石神城に設置されている案内板の内容を紹介します。
石神城の歴史と構造
〈歴史〉石神城(いしがみじょう)は中世(ちゅうせい)においては佐都西郡石神郷(さとにしぐんいしがみごう)に位置し、東には蛇行(だこう)した久慈川(くじがわ)が流れ、南北を深い谷地(たにち)に挟まれた要害(ようがい)の地に造られていました。この城が歴史に登場したのが永享四年(一四三二)の石神城合戦(いしがみじょうかっせん)の時ですが、小野崎越前三郎(おのざきえちぜんさぶろう)が城方(しろかた)を攻めて鎌倉公方(かまくらくぼう)の足利持氏(あしかがもちうじ)より感状(かんじょう)を与えられています。
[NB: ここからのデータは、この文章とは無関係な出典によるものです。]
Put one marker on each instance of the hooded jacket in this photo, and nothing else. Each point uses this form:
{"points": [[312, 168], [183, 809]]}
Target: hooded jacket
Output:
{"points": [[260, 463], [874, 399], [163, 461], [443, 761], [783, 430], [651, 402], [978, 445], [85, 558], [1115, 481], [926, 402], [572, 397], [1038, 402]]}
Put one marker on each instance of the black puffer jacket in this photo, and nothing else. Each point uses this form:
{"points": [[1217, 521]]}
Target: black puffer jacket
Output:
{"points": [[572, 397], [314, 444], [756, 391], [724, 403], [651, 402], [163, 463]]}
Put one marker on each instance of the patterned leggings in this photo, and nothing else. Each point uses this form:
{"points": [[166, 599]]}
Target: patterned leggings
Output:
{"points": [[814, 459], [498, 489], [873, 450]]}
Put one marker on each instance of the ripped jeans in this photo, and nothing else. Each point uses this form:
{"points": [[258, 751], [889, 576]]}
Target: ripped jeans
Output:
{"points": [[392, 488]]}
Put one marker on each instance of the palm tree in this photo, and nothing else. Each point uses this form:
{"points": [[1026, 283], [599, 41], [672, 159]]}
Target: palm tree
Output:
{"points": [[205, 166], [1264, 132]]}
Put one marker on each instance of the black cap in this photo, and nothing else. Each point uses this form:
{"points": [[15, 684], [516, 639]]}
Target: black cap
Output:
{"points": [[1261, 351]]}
文正二年(一四六七)ごろには小野崎越前守(おのざきえちぜんのかみ)がこの城の城主(じょうしゅ)となっていましたが、天文四年(一五三五)には石神小野崎道長(いしがみおのざきみちなが)による「石神兵乱(いしがみひょうらん)」が起こり佐竹義篤(さたけよしあつ)は同族(どうぞく)の額田小野崎篤道(ぬかだおのざきあつみち)にこれを鎮(しず)めさせました。しかし、天文十六年(一五四七)には両者は所領(しょりょう)の境をめぐて再び戦い、城は落ち道長は城を退去(たいきょ)しました。しかし、その後石神小野崎氏(いしがみおのざきし)は佐竹氏(さたけし)への戦功(せんこう)により帰城(きじょう)が認められ、永禄元年(一五五八)~三年にかけて石神外宿(いしがみとじゅく)の石神城鎮守住吉神社(いしがみじょうちんじゅすみよしじんじゃ)を再建し、戦死した一族の菩提(ぼだい)のため、願泉寺など三か寺(さんかじ)の寺を建立(こんりゅう)しました。慶長七年(一六〇二)佐竹氏が秋田に移封(いふう)されると石神小野崎通広(いしがみおのざきみちひろ)も秋田に行き、石神城は廃城となりました。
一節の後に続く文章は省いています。